The aim of this study is to characterize the prevalence and seasonal variation of hypovitaminosis D and its relationship to bone metabolism in healthy Hungarian men over 50 years of age.
We determined levels of 25-hydroxyvitamin D (25-OH-D), PTH, osteocalcin (OC), C-terminal telopeptides of type-I collagen (CTX-I), procollagen type 1 amino-terminal propeptide (PINP), BMD at L1–L4 (LS) and femur neck (FN), daily dietary calcium intake, and the 10-year probability of hip fracture and a major osteoporotic fracture using the country-specific FRAX algorithm in 206 randomly selected ambulatory men.
The mean (range) age of the volunteers was 60 (51–81) years.
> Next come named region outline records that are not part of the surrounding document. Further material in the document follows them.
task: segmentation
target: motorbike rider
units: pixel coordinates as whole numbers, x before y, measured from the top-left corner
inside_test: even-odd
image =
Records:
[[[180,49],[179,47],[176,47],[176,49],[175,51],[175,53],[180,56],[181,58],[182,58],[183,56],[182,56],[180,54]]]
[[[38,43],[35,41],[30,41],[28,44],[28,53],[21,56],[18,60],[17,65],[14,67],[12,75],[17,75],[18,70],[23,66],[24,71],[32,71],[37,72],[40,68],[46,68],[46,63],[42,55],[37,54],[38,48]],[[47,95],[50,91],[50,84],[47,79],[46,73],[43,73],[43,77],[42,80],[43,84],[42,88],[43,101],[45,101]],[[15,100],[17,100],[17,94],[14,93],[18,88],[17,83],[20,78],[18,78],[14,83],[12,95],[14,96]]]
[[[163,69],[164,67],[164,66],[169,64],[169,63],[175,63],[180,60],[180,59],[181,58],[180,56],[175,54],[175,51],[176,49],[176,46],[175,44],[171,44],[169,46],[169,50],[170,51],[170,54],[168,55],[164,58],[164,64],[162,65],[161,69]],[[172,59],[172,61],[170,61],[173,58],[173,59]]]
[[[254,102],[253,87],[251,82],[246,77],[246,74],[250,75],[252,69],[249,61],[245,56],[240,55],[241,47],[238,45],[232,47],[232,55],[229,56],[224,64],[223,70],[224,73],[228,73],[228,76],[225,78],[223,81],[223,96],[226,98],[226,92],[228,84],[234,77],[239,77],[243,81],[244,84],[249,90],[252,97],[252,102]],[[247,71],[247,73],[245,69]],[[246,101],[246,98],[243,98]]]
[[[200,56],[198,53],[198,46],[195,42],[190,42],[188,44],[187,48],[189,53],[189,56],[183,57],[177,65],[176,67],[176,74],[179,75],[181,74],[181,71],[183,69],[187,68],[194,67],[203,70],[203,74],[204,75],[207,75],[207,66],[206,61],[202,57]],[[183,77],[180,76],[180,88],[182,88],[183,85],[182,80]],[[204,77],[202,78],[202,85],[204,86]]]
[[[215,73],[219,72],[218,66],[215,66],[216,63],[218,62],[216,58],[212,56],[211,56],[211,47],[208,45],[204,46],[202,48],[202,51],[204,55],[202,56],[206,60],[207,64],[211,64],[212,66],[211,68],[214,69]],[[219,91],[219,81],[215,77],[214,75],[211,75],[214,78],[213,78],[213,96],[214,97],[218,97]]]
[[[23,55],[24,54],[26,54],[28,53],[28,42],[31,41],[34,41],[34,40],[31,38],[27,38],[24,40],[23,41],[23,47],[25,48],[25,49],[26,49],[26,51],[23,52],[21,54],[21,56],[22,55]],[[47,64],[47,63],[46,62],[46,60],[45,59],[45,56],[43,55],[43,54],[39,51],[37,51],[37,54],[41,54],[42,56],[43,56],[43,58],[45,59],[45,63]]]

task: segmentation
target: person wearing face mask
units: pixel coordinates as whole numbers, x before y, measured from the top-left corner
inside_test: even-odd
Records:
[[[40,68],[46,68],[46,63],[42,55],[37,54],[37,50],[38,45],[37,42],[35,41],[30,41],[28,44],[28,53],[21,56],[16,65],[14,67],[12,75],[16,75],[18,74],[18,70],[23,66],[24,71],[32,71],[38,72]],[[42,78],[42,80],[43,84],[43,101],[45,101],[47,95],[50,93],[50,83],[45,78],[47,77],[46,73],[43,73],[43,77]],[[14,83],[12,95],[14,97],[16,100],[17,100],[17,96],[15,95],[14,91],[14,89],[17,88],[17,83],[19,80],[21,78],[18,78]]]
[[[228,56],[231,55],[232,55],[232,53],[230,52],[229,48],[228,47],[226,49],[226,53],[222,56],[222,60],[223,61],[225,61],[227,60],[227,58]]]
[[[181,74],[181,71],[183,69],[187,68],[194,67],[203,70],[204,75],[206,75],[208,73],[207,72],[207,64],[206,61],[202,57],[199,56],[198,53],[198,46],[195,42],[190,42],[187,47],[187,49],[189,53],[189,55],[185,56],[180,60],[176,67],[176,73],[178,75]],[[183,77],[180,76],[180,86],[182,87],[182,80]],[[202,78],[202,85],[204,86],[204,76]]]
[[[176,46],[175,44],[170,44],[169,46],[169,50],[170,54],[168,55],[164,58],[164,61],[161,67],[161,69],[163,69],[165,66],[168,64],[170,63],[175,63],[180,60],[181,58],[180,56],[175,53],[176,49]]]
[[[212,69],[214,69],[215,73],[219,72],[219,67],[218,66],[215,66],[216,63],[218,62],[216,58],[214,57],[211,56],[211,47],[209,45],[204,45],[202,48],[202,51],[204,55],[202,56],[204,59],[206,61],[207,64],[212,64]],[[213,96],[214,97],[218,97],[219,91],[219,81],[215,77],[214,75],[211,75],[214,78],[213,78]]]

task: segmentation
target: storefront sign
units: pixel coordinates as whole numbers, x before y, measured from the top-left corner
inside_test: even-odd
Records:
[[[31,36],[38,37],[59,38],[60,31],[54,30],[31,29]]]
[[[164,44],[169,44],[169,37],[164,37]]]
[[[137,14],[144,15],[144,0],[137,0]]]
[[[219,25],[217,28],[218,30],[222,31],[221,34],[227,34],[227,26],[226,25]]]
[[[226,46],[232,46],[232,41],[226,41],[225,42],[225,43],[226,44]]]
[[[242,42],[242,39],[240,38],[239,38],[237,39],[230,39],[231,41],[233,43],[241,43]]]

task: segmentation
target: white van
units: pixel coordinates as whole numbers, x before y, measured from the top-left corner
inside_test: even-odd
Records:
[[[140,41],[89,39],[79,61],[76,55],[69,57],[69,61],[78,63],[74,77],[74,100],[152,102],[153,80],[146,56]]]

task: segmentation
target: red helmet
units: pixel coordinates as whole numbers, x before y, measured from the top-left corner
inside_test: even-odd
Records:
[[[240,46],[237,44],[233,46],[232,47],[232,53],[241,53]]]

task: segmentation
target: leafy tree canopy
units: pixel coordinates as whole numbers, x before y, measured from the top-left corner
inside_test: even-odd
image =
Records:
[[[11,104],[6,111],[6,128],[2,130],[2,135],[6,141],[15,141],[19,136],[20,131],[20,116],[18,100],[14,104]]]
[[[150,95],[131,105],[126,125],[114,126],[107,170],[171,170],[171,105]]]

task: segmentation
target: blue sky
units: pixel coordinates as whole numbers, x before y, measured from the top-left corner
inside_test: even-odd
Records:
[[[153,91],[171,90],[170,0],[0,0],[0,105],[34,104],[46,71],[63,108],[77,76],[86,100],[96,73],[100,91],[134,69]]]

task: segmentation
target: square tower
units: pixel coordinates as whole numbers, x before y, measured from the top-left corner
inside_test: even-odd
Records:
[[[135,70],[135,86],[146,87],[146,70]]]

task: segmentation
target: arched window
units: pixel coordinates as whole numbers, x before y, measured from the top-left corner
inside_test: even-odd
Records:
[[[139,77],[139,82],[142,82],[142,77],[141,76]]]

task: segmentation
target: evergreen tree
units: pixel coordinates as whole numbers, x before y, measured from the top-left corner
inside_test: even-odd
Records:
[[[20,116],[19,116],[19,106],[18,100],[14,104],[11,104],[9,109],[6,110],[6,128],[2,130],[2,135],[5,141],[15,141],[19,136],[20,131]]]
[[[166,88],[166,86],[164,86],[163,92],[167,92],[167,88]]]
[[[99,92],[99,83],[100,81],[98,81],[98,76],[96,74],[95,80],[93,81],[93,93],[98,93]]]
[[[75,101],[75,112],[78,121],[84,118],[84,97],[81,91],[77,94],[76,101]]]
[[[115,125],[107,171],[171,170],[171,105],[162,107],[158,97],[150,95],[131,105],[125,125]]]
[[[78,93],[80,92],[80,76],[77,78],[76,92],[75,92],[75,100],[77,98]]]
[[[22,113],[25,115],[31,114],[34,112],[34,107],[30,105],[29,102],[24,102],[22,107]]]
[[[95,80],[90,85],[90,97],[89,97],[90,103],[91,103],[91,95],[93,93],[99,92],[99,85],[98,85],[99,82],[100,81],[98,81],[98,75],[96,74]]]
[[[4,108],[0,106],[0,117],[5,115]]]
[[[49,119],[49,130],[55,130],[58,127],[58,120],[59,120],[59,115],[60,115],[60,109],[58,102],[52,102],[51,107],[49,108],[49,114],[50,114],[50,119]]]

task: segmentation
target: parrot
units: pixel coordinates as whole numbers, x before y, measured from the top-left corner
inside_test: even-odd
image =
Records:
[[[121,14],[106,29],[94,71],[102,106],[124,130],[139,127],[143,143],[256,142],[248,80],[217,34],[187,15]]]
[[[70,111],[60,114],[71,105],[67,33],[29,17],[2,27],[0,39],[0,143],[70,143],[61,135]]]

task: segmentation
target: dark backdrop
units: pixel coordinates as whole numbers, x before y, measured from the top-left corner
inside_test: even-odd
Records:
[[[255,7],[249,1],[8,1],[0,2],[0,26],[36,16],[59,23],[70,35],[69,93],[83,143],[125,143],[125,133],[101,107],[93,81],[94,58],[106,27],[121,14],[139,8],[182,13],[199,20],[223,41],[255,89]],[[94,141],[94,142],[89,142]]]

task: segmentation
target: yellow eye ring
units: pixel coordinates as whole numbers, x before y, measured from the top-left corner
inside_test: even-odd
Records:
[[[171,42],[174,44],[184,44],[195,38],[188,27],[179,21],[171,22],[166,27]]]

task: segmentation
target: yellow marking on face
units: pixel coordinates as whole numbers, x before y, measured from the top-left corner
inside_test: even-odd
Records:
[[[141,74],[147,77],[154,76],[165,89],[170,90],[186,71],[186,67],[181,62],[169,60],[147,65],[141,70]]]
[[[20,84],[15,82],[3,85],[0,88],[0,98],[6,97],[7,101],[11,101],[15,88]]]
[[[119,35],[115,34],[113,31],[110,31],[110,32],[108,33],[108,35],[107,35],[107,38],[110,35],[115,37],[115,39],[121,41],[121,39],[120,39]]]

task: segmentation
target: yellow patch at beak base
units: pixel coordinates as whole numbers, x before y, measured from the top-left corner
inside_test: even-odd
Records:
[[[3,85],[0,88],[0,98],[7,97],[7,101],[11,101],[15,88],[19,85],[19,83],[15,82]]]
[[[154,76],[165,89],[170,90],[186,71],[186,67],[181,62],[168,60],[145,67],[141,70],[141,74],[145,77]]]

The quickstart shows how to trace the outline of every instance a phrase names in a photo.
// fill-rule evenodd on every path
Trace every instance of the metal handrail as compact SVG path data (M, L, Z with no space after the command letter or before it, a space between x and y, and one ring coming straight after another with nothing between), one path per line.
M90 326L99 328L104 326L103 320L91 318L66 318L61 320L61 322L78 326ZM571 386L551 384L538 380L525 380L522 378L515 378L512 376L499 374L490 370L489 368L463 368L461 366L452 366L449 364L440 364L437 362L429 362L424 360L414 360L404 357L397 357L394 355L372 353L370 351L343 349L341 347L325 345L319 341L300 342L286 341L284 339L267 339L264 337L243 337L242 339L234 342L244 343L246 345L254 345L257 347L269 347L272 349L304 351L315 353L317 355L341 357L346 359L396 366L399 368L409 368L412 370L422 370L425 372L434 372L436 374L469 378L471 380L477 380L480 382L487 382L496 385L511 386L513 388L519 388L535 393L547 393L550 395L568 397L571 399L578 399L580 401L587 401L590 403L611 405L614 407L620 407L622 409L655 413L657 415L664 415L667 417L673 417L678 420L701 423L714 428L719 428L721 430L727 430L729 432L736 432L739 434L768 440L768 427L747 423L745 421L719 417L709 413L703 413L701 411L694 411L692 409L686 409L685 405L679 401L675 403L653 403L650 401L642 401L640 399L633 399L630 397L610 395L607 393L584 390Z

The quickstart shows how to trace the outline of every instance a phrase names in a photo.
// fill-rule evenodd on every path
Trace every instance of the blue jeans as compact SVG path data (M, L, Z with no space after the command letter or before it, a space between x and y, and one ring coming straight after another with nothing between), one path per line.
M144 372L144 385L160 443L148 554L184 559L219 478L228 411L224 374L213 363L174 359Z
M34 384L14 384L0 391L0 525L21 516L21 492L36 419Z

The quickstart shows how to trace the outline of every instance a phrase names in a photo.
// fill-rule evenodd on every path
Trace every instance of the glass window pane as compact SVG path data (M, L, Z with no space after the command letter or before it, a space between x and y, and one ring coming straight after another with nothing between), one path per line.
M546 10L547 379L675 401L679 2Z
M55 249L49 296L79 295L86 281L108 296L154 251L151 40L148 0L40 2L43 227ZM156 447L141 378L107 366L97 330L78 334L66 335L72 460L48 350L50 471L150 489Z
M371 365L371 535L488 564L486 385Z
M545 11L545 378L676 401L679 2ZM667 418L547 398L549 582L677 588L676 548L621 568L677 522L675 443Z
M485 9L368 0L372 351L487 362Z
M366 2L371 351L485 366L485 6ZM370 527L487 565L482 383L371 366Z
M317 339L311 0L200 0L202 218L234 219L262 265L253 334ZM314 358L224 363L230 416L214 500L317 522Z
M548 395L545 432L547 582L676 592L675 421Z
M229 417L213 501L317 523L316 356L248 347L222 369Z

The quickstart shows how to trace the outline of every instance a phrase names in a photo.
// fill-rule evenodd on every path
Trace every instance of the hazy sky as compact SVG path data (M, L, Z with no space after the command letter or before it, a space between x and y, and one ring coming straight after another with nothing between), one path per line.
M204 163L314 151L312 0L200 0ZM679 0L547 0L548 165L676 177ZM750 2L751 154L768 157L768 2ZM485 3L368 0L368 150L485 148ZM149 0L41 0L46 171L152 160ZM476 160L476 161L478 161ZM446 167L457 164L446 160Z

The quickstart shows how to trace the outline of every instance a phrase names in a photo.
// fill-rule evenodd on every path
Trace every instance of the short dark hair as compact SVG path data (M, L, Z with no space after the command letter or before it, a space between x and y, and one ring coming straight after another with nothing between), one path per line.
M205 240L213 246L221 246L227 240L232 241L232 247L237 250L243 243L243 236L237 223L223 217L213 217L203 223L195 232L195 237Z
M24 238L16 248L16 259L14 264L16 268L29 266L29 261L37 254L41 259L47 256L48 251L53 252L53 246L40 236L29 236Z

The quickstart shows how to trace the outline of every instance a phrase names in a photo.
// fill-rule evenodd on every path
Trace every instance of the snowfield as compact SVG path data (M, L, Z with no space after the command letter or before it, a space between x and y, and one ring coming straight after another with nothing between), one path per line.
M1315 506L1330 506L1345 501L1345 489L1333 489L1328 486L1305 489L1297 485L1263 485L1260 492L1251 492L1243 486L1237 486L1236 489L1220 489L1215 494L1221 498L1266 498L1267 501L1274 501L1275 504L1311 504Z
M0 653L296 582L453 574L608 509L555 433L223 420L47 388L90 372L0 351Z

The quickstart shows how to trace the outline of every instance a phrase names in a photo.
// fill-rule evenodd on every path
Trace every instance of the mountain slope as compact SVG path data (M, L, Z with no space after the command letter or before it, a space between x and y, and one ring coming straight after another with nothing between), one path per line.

The prevalence of hypovitaminosis D (25-OH-D, <75 nmol/L) was 52.9%. The prevalence of low (T-score < −1.0) BMD at the FN and LS was 45% and 35.4%, respectively. The mean (range) FRAX hip fracture and FRAX major osteoporotic fracture was 0.8% (0–9.4%) and 3.8% (1.7–16%), respectively. On comparing the vitamin D sufficient to the insufficient group, there was a statistically significant difference between the FRAX hip fracture and FRAX major osteoporotic fracture indexes. There was significant seasonal variation in the vitamin D levels; the lowest levels were measured in winter and the highest in summer.
A high prevalence of hypovitaminosis D and low BMD were observed in the studied Hungarian male population. This is the first study reporting higher 10-year hip and major osteoporotic fracture probability using the country-specific FRAX algorithm in individuals with hypovitaminosis D.